Though improved, these growth rates prove insufficient to use up all the slack still plaguing the world economy. Also, we assume ample commodity supplies even amid heightened geopolitical tension. Inflation, therefore, remains low. Last year, inflation was 1.5% in the USA and 4.0% in Mexico. Under Low for Long assumptions, we forecast inflation rates to pick up in the USA to 2.0% in 2014 and 2015, and to fall in Mexico to 3.7% in 2014 and 3.2% in 2015.

The Fed ends its asset purchase program in October as scheduled and, starting in the summer of 2015, raises rates over six months to 1.00%. Banxico, however, betting that the reforms will boost potential GDP enough to keep inflation pressure down, stays on pause at 3.00%.

We assign to Low for Long a subjective probability of 70%.

We also develop two risk scenarios, to which we assign equal probabilities of 15%. Our downside risk scenario, Unanchored, has two versions. In both, geopolitical tensions skyrocket and a severe El Niño episode occurs. Commodity supplies are disrupted. Japan and the euro area fail to reform their product and labor markets. And China is hit with an outright financial crisis.

In the deflation version, the ECB loosens too slowly, while the Fed tightens too fast. The global economy spins down into deflation. Investment grade bond valuations remain high but equity performs miserably.

In the inflation version of Unanchored, the Fed tightens too slowly. Inflation takes off. Markets take a dive.

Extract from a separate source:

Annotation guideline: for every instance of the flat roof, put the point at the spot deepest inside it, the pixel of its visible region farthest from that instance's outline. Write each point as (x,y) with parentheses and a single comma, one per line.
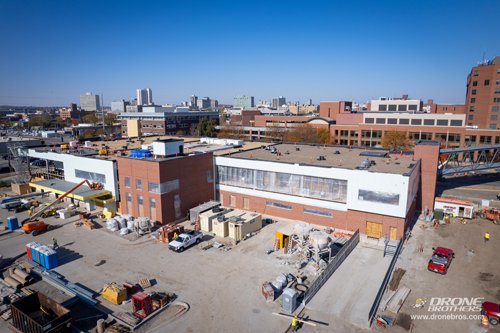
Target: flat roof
(84,192)
(346,158)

In our upside risk scenario, Pickup, geopolitical tensions ease. Also, the planet is spared an El Niño event. Commodity supplies are ample. Chinese authorities deflate their country’s credit bubble and reform its financial system so skillfully that financial tensions abate. Japan and the euro area pass bold reforms that promise to boost future potential GDP. Inflation and interest rates are the same as in Low for Long, but growth is stronger. The bull market continues.